On January 23, 2017, the Soundboard Association filed suit in the U.S. District Court for the District of Columbia to challenge the 2016 letter opinion, styled Soundboard Association v. U.S. Federal Trade Commission, No. 17-cv-00150 (APM) (D.D.C.). The complaint first alleged the 2016 opinion was a “legislative rule” that, under the Administrative Procedures Act, the FTC was required to promulgate through notice and comment, which it did not do. The complaint also alleged the 2016 opinion effects a content-based speech restriction in violation of the First Amendment, because the Robocall Rule (to which Soundboard calls are now subject) applies to solicitations for charitable contributions directed to first-time donors, but expressly excludes such solicitations made to people who previously donated to, or are members of, the charity in question. See 16 CFR § 310.4(b)(1)(v)(B). According to the Soundboard Association, that carve-out improperly restricts speech based on what the caller says during the call – namely, whether the caller requests a first-time charitable donation or a repeated donation.

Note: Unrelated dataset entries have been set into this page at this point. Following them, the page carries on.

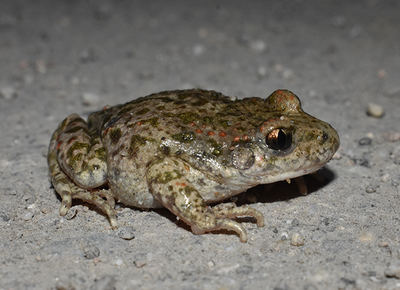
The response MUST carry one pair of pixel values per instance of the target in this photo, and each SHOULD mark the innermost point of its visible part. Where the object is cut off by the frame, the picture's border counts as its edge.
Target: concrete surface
(60, 57)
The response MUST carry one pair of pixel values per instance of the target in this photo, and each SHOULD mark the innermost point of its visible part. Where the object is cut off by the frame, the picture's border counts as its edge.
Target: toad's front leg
(168, 184)
(78, 167)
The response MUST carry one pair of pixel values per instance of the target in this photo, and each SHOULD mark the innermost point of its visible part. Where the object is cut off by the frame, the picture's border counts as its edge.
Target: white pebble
(262, 71)
(8, 93)
(258, 45)
(375, 110)
(297, 240)
(198, 49)
(27, 216)
(287, 73)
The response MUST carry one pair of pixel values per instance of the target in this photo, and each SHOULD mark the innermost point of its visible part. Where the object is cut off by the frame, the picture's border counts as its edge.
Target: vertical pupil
(281, 139)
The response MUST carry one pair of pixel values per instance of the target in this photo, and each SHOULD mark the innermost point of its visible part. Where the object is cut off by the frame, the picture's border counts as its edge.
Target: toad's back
(184, 149)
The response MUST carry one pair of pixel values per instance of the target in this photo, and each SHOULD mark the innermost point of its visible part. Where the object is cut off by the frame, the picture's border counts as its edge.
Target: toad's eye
(279, 139)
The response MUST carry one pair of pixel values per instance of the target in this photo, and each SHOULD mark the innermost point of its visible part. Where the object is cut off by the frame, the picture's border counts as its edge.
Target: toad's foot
(68, 190)
(169, 185)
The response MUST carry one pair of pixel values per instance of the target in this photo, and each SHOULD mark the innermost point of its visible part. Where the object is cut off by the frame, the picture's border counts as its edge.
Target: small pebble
(385, 177)
(392, 136)
(89, 99)
(27, 216)
(370, 189)
(88, 55)
(72, 212)
(8, 93)
(375, 110)
(287, 73)
(381, 73)
(90, 251)
(118, 262)
(393, 271)
(105, 283)
(365, 141)
(297, 240)
(41, 66)
(258, 45)
(126, 233)
(262, 71)
(198, 49)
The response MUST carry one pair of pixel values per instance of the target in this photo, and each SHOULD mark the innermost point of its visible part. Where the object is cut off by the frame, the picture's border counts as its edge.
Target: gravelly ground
(60, 57)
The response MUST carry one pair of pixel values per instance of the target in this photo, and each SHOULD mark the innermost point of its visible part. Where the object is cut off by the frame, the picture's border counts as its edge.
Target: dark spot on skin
(142, 111)
(115, 135)
(75, 129)
(100, 153)
(184, 137)
(216, 147)
(152, 121)
(136, 142)
(325, 137)
(165, 149)
(188, 117)
(167, 176)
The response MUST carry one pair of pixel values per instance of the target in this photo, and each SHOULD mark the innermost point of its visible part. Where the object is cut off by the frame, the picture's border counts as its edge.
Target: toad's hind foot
(230, 210)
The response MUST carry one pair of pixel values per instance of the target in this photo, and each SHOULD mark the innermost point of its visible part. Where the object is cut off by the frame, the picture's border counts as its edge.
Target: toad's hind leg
(77, 166)
(168, 184)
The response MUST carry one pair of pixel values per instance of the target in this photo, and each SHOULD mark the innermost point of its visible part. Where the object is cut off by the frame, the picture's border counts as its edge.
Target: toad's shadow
(268, 193)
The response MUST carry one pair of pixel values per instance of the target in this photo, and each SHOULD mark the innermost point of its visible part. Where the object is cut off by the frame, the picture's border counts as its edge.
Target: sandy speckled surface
(61, 57)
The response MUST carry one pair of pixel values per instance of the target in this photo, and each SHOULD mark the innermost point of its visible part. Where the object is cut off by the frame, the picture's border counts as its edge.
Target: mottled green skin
(183, 150)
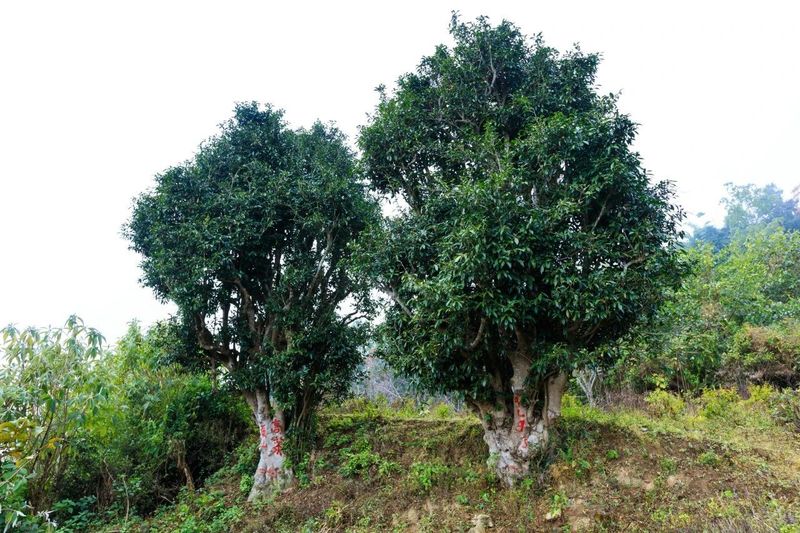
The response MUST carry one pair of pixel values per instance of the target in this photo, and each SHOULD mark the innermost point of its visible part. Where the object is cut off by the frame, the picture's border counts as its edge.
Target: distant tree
(531, 235)
(748, 209)
(250, 240)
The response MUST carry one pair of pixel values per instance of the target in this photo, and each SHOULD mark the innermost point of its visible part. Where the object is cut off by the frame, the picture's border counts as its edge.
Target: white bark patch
(271, 473)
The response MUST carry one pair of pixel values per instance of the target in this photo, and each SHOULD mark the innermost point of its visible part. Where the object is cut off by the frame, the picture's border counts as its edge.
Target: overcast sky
(97, 97)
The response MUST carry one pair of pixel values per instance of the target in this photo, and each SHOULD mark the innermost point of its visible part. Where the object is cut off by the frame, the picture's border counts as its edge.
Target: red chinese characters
(263, 443)
(520, 413)
(277, 445)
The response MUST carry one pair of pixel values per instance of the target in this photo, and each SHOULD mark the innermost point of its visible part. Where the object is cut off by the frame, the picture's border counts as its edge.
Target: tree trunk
(271, 473)
(516, 433)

In an April 24, 2017 opinion, the district court rejected both arguments, granted the FTC’s motion for summary judgment, and denied the Soundboard Association’s cross-motion for summary judgment. The court first explained that the 2016 opinion is not a legislative rule that must be promulgated through notice and comment because it does not supplement or effect a substantive change in the Robocall Rule. Instead, the court held the 2016 opinion is an “interpretive rule” because it only communicates the FTC staff’s interpretation, based on new evidence, that Soundboard technology falls within the Rule’s existing restrictions on prerecorded messages. The district court described the nature of the FTC staff’s conclusion – that an existing regulation now applies to a particular form of telemarketing technology as currently used by the industry – as a “quintessential interpretive rule” which does not require notice and comment. Soundboard Association v. FTC, 2017 WL 1476116, at *11 (D.D.C. Apr. 24, 2017), appeal docketed, No. 17-5093 (D.C. Cir. Apr. 28, 2017).

The court then held the Robocall Rule’s carve-out for charitable solicitations to prior donors or current members does not create a content-based speech restriction. Instead, the restriction is content-neutral because it turns on who the recipient is – a first-time donor or a prior donor – not what is said. Id. at *13-14.

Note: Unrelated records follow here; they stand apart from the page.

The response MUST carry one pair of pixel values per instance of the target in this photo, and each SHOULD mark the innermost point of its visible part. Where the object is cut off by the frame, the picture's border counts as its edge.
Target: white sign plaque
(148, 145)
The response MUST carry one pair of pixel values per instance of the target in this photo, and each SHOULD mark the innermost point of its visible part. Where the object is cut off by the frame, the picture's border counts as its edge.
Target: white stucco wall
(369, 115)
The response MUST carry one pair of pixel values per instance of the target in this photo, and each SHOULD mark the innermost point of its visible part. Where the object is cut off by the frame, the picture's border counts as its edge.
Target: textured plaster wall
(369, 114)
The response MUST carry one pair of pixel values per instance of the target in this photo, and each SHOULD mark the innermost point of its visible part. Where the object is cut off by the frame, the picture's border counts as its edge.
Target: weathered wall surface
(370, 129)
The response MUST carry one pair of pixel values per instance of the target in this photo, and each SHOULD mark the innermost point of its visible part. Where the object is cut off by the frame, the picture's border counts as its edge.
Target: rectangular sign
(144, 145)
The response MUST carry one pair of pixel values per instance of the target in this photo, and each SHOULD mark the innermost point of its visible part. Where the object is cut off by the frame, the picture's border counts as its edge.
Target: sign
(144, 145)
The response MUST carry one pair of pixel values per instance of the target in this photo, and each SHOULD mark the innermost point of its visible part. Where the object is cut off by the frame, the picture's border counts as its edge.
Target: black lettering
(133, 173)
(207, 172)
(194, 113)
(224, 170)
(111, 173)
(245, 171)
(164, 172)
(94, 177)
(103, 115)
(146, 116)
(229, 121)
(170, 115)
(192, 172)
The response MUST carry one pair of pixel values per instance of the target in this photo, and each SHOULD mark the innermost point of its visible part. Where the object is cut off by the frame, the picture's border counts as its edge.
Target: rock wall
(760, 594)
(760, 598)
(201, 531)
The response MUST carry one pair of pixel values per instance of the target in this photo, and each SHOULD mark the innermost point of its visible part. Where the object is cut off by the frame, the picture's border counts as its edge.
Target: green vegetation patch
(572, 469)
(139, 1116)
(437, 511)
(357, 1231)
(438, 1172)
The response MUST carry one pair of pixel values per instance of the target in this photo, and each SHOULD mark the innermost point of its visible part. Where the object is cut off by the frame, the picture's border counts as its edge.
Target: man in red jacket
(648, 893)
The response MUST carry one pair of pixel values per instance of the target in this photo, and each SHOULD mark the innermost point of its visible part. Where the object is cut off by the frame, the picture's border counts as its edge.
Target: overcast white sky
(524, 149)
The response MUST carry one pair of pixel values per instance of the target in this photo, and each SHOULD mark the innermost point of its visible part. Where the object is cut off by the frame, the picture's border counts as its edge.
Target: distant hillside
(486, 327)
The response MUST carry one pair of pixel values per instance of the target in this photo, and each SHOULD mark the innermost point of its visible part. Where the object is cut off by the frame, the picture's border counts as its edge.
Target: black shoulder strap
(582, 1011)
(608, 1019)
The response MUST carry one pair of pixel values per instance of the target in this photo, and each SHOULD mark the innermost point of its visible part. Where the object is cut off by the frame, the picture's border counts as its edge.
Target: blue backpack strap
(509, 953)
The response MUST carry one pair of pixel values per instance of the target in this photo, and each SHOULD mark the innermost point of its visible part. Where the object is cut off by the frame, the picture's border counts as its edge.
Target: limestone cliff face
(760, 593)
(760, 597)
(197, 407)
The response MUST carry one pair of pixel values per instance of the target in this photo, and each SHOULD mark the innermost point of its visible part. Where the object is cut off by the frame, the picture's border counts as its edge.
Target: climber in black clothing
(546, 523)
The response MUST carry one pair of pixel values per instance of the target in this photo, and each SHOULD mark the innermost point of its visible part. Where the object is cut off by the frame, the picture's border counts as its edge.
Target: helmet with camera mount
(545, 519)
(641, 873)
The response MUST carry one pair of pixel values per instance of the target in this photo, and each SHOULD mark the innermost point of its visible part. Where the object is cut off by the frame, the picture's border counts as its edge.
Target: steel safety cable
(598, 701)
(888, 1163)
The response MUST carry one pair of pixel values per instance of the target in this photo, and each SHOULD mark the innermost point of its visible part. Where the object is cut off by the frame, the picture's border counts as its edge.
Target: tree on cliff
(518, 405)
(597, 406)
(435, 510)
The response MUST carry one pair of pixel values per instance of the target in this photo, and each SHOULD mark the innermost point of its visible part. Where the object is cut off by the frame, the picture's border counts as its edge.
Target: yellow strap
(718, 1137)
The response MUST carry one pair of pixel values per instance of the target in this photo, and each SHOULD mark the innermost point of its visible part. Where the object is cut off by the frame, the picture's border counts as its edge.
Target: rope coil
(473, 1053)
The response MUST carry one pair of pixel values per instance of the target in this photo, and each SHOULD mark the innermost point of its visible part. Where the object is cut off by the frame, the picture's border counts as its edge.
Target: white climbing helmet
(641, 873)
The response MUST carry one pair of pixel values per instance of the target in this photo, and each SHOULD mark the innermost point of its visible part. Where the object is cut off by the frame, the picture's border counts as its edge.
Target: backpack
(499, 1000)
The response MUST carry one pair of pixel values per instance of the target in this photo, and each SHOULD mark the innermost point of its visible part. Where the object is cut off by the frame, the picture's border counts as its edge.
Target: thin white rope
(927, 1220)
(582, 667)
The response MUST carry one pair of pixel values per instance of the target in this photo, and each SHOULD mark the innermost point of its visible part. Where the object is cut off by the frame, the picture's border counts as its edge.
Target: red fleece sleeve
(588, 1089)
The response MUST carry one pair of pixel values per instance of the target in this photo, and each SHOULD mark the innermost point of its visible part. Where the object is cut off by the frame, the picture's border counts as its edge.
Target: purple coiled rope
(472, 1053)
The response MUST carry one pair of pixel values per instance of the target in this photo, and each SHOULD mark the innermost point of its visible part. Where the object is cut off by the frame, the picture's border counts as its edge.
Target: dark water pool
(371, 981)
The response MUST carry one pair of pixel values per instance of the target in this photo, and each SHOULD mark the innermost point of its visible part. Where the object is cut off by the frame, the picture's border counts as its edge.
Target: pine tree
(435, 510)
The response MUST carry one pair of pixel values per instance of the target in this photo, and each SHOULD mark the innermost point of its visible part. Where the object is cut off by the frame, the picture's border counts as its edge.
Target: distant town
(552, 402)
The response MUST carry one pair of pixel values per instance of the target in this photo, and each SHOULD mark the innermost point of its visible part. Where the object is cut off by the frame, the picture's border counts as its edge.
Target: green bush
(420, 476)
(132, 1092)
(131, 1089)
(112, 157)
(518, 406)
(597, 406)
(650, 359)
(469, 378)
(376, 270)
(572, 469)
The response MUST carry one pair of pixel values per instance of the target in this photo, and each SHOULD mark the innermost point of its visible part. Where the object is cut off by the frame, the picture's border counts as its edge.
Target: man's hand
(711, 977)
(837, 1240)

The Soundboard Association has appealed the district court’s decision to the D.C. Circuit. Stay tuned to the KTS Class Action Blog for updates on where this issue comes out.

Takeaway:

For the time being, telemarketers using Soundboard technology have until May 12, 2017 to ensure they comply with the TSR’s provisions (16 CFR § 310 et seq.) applicable to the use of pre-recorded messages. Companies using this technology should carefully review the TSR, stay apprised of developments in the Soundboard Association’s appeal, and seek legal advice regarding any compliance questions.